Déprogrammé pendant des années, l'Iran fait son grand retour dans les brochures des voyagistes français, le dégel géopolitique ayant mis au jour une destination rare, mais qui risque de ne pas rester confidentielle très longtemps.

«La Perse fait rêver, elle fait partie de cette demi-douzaine de destinations mythiques sur la planète», résume à l'AFP Jean-Paul Chantraine, PDG du tour-opérateur Asia, présent sur le salon professionnel du tourisme IFTM Top Résa qui s'ouvre mardi à Paris.

L'élection en 2013 du modéré Hassan Rohani avait amorcé un climat de détente, et l'accord nucléaire historique signé en juillet a ouvert la voie à une normalisation avec la communauté internationale.

«Habituellement, nous emmenions  une vingtaine de groupes, chaque année en Iran, et en 2014 nous sommes passés à plus de 50 groupes soit environ mille personnes», souligne Jean-Pierre Respaut, directeur général de Clio qui se présente comme le leader français de cette destination qu'il propose depuis une vingtaine d'années: il dit avoir «vu arriver la concurrence» récemment et parle d'une «demande exponentielle» pour 2015 et 2016.

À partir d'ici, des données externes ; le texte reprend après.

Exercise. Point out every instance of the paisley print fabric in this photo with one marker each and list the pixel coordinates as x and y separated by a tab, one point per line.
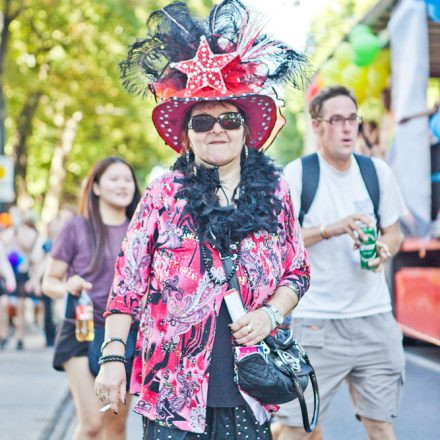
160	280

«Les voyages reprennent», confirme Jürgen Bachmann, secrétaire général du Syndicat des tour-opérateurs (Seto): entre novembre 2014 et août 2015, un total de 919 Français ont participé à un voyage organisé en Iran par des membres du Seto (Clio n'en fait pas partie) contre 409 un an plus tôt et... 13 deux ans plus tôt.

«Villes-oasis, lacs salés, musées à ciel ouvert, déserts et sites archéologiques: c'est une destination variée et unique, hautement culturelle, raffinée et francophile», souligne William Reynaert, fondateur de Terres Lointaines, dont les clients pour l'Iran vont passer de 30 à 150 entre 2014 et 2015.

«C'est l'un de ces rares pays très évocateurs dans l'imaginaire collectif, et aussi la quinzième puissance économique mondiale. Nous misons beaucoup sur cette destination où nous pensons faire voyager environ 800 personnes en 2016» via Voyageurs du Monde et Terres d'Aventure, résume Jean-François Rial, PDG du groupe rassemblant ces deux marques.

Voile pour les femmes, pantalon pour les hommes

Les candidats au voyage ont «beaucoup d'interrogations, pas tellement sur la sécurité, mais pour savoir si on peut conduire seul, ou quelle tenue vestimentaire adopter», ajoute Alexandre Jablonski, responsable Iran chez Voyageurs du Monde.

Les voyagistes sont très stricts sur ce plan: «Les femmes doivent impérativement avoir le corps et les cheveux couverts, porter partout en public un foulard, une jupe longue, des manches longues, pas de décolleté. Les hommes ne doivent pas porter de short ou de bermuda», prévient Intermèdes.

Car en Iran «on ne joue jamais avec le feu», souligne Semra Beyazkilic, chef de produit Asie centrale de cette agence - avec qui 150 personnes sont parties en Iran en 2014, et 400 sur le seul premier semestre 2015 - qui rappelle qu'il est également interdit de photographier les bâtiments officiels ou les personnes en uniforme.

«Nous allons devoir augmenter notre programmation tellement ça marche», renchérit Pascal de Izaguirre, président de TUI France dont la marque Nouvelles Frontières a rouvert la destination fermée depuis 2009: «Les gens ne vont plus en Syrie ou au Yémen, et moins en Jordanie, on a besoin de nouvelles destinations».

Marco Vasco a lui emmené une centaine de voyageurs en Iran en 2014, et «en aura au moins le double en 2015. Ces clients ont déjà beaucoup voyagé», souligne son PDG Geoffroy de Becdelièvre.

Si un gros frein à cet engouement reste un parc hôtelier iranien restreint et vieillot, les projets d'implantation de grands groupes comme AccorHotels devraient y remédier à moyen terme.

Destination culturelle et non balnéaire, l'Iran n'attirera jamais un tourisme de masse, mais l'ensemble des tour-opérateurs lui promettent un avenir radieux sur le modèle de la Birmanie ou du Vietnam, à condition que la stabilité géopolitique reste de mise.